Il personale ATA interessato a monitorare la propria posizione può fare riferimento alle comunicazioni ufficiali pubblicate sui portali degli Uffici Scolastici Regionali (USR), che hanno il compito di gestire, su base provinciale, le graduatorie permanenti e di istituto. È importante ricordare che la disponibilità dei posti può subire variazioni anche nelle settimane immediatamente precedenti l'inizio delle lezioni, a causa di eventuali rinunce o nuove posizioni che si rendono vacanti.
Gestione delle supplenze e graduatorie
Per quanto riguarda le supplenze, il sistema di conferimento degli incarichi a tempo determinato per il 2026/2027 seguirà le procedure vigenti basate sulle graduatorie di circolo e di istituto. La modalità di convocazione avverrà, come di consueto, attraverso il sistema informatizzato che permette di gestire in modo trasparente e rapido le proposte di assunzione.

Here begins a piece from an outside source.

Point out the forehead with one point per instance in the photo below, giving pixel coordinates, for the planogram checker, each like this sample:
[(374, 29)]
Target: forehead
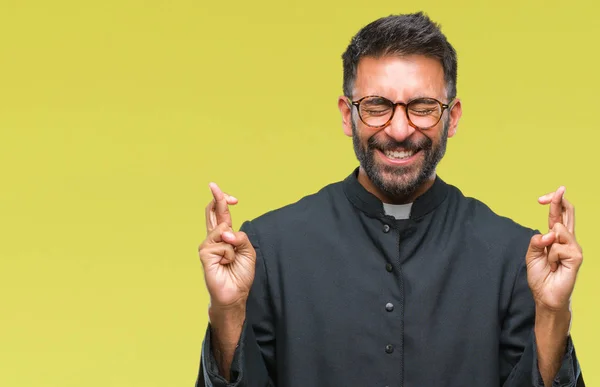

I candidati inseriti nelle graduatorie di istituto sono invitati a mantenere costantemente aggiornati i propri recapiti e a monitorare le caselle di posta elettronica, comprese le cartelle spam, poiché le convocazioni vengono inviate telematicamente. In questa fase dell'anno, è fondamentale che gli aspiranti verifichino di aver correttamente dichiarato i titoli di preferenza e di riserva, elementi che potrebbero influire sulla posizione finale in fase di chiamata.
Cosa fare adesso
Per il personale ATA, il consiglio è di prestare attenzione ai seguenti aspetti nelle prossime settimane:
- Consultazione costante dei siti USR: le pubblicazioni ufficiali degli uffici provinciali restano la fonte primaria per conoscere il numero di posti disponibili nel proprio territorio di riferimento, in linea con quanto previsto dalle note ministeriali di adeguamento dell'organico.
- Verifica dei dati su Istanze Online: assicurarsi che i propri dati personali e di contatto presenti sulla piattaforma Istanze Online siano corretti e aggiornati.
- Monitoraggio delle comunicazioni: controllare periodicamente la propria casella di posta elettronica, poiché i tempi per rispondere a una proposta di supplenza sono spesso molto ristretti.
L'amministrazione scolastica, attraverso le note ministeriali che vengono diramate nel corso dell'estate, fornisce le indicazioni operative specifiche per ogni anno. Si raccomanda di consultare esclusivamente le fonti ufficiali, come il sito del Ministero dell'Istruzione e del Merito, per evitare di incorrere in informazioni non verificate o non aggiornate.
Il processo di copertura dei posti ATA è un ingranaggio complesso che richiede una collaborazione costante tra centro e periferia. L'obiettivo comune resta quello di garantire, sin dal primo giorno di scuola, la presenza del personale necessario per l'efficienza dei servizi amministrativi e la sicurezza degli ambienti scolastici.